Introduction

Respecting the rights of children is important when conducting clinical research. As per the Declaration of Helsinki [1], “When a potential research subject who is deemed incapable of giving informed consent is able to give assent to decisions about participation in research, the physician must seek that assent in addition to the consent of the legally authorized representative”. In addition, Article 12 of the United Nations Convention on the Rights of the Child states, “Parties shall assure to the child who is capable of forming his or her own views the right to express those views freely in all matters affecting the child” [2]. In addition, several pediatric societies have stated that children must be given the opportunity to provide assent when able to [3, 4]. However, operationalizing these mandates is challenging given the age and developmental constraints of conducting research in pediatric populations.

Health Canada and the Public Health Agency of Canada state that “A child under 16 years of age should provide his/her assent and may refuse to participate even if the parent has provided their consent” but does not specify a developmental age or process for obtaining assent [5]. Similarly, the United States Department of Health and Human Services states that research in children must involve the “use of parental permission and child assent” [6] but again does not recommend a specific age or provide further guidance. The House of Lords in England held that “a child under 16 had the legal competence to consent to medical examination and treatment if they had sufficient maturity and intelligence to understand the nature and implications of that treatment” [7]. However, this law specifically pertains to medical treatment and does not address the issue of consent or assent for research in minors.

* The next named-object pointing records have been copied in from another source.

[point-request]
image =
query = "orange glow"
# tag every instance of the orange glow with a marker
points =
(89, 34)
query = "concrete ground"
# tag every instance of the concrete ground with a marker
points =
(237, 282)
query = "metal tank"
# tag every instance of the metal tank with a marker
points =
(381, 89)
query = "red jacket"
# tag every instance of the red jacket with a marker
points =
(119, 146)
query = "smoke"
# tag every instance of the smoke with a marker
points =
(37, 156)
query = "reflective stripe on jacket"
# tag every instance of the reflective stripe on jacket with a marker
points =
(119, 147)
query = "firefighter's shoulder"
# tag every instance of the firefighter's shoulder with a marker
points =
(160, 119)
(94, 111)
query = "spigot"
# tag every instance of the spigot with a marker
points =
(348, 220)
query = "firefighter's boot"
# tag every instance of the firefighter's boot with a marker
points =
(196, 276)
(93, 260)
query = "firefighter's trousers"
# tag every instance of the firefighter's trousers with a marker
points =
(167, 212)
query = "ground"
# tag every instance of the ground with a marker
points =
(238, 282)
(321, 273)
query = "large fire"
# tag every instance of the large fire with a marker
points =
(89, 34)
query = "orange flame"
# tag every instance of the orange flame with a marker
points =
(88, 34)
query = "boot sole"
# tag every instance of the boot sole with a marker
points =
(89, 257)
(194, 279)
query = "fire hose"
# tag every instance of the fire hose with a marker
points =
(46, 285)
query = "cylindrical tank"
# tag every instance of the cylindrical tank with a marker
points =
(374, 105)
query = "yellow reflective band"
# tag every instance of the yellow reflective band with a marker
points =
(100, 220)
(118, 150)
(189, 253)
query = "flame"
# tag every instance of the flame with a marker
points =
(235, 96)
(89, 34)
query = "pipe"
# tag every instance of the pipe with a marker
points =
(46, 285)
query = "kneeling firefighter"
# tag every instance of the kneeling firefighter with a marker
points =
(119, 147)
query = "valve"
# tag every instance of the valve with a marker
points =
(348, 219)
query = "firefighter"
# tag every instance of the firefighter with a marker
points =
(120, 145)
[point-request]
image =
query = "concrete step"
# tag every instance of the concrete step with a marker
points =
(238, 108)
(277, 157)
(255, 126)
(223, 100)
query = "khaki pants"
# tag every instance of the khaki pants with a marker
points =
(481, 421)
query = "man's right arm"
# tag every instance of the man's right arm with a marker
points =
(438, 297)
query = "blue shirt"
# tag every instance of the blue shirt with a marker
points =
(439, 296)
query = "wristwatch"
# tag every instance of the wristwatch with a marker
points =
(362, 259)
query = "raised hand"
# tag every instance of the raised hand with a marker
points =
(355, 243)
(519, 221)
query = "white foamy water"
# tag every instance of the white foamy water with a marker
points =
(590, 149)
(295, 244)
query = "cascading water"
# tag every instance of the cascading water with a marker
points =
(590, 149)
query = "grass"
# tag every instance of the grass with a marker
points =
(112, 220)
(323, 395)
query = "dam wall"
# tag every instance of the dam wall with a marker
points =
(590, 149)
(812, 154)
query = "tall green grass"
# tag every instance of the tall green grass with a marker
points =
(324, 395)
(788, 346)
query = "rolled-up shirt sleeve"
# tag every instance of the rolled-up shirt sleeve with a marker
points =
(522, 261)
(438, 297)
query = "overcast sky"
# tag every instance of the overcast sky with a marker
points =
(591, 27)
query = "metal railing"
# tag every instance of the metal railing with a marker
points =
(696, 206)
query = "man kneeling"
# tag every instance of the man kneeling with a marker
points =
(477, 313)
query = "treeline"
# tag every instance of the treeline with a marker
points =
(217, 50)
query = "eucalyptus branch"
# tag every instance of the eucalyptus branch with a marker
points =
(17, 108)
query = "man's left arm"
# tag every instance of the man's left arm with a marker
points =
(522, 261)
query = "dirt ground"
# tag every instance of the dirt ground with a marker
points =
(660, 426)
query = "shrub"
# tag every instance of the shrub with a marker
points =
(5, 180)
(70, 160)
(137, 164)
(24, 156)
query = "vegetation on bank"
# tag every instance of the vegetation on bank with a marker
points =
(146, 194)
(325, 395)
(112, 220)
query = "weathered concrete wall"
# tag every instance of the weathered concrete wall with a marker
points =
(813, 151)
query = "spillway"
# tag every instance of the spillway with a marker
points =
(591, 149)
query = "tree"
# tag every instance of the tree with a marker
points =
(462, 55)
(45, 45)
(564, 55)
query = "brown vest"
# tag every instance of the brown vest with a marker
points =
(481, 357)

In addition, obtaining assent in children presents challenges that differ across the age spectrum. Although jurisdictions vary significantly in the legal ability of adolescents to provide consent for research, many experts acknowledge the ability of adolescents to understand medical information presented to them [8]. The implicit assumption that adolescents can understand medical information is further supported by the mandate of most research ethics boards requiring consent forms to be written at a Grade 8 level [9]. Therefore, while adolescent decision-making poses unique and important challenges such as emerging autonomy, impulsivity [10] and potential emancipation, these challenges differ significantly from those encountered when approaching younger children for assent and are thus best addressed separately.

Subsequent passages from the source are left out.